Projection mapping means taking a plain object and using it’s specific shape as a surface to display a video on. The exact shape of the object is mapped virtually using a special software, and this can then be used to fit the video onto it in real life. The projector is told where to place each bit of film based on the virtual map, so everything has to be set up very precisely to make sure it all aligns.
Projection mapping is very effective when used for live events such as concerts, theatre and festivals, because not only can it be incredibly beautiful to watch, but it is also a very efficient way of decorating a set. With projection mapping, as long as you have a surface to project onto, the possibilities are endless. You can create amazing displays without the need for lots of props. For example see this live theatre performance.
That kind of effect is something that is only possible using projection mapping, and it’s far more striking than standard set design. The whole stage comes alive, moving with the actors and enhancing their performance.
This is an advanced version of projection mapping, that uses 3D rendered graphics and advanced face tracking technology. The shape of the face is mapped and tracked in real time, meaning that she is able to move as she pleases and still have the video line up with her face, instead of having to stick to pre-decided choreography. Here is a short video that explains the way face tracking works.
This example is fairly complicated and not something that we will be able to replicate, but it’s inspiring because it’s showing the potential of projection mapping and also how great the impact can be on an audience if it’s used right.

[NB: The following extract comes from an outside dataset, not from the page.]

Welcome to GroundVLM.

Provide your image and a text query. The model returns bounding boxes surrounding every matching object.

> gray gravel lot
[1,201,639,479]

This art piece is closer to what we’ll be doing, with a simple projection map like this. In this, three canvases are used and I think the effect of using multiple irregular shapes to project on like this is interesting, because it provides a bit more freedom. You are given more to work with because you have the option of running a different video on each shape at the same time, having a video flash up on each one one at a time, or (like in the video) connecting all the shapes by having one video playing over them all. This is relevant to our project because it’s something that we could actually replicate for our own work.
Another smaller thing I like about this projection in particular, is that the shapes they’ve used haven’t been painted completely evenly or just plain white, meaning that when a video is projected on it it gives it a mottled effect rather than block colour. I quite like the look of this, it’s sort of like adding a filter to your video and makes the visuals more interesting.